Agriculture lined the edge of the lake, with waste from pigs and cattle thrown into them. In the early decades, the marl deposits in Saint Mary’s Lake were used to produce cement and raw materials for brick. 

The fresh air Capps and the rest of the University’s students enjoy on a nice day are a distant dream from what the lakes once were to the University.

“If you read early writings of the campus, you almost never hear anything about the lakes and, if you do, it certainly would not be positive,” Hellenthal said. “They must have smelled, they were full of poop. In the early days of the chemistry department, the wastes from the sinks went right into St. Mary's Lake.”

Almost all productive uses of the lakes have faded away over time. The only productive use of the lakes today is from the University’s power plant, which uses water from Saint Joseph’s Lake for cooling purposes. 

“As far as I know they've never really seen any evidence that it has any impact on the organisms that are living in the lake,” Hellenthal said. “And there are tight constraints about how warm the water can be when it goes back into St.

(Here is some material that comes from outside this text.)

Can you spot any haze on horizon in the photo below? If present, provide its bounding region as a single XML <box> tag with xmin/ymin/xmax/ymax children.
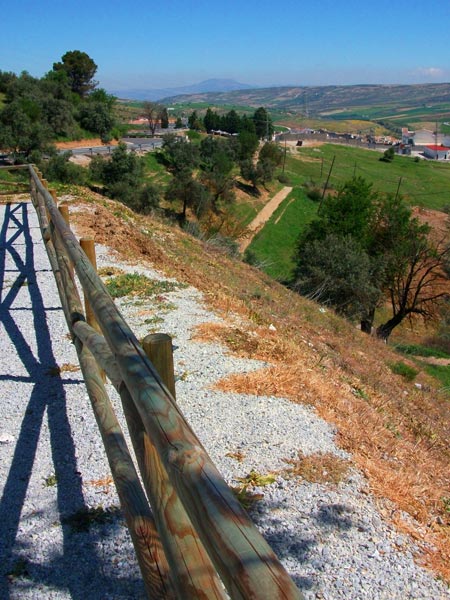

Joseph Lake. They're not putting it in boiling or anything like that.”

The warmed water recycled back into the lake is why Saint Joseph’s Lake doesn’t freeze in the winter.

“My opinion is that the University is doing the best they can to be good environmental stewards and make the lake so that they can serve [their] purpose, both aesthetically and for the needs of the University,” Hellenthal said. “The lakes are in reasonable conditions, all things considered. I mean, they’re not Alpine, pristine lakes, and they never were.”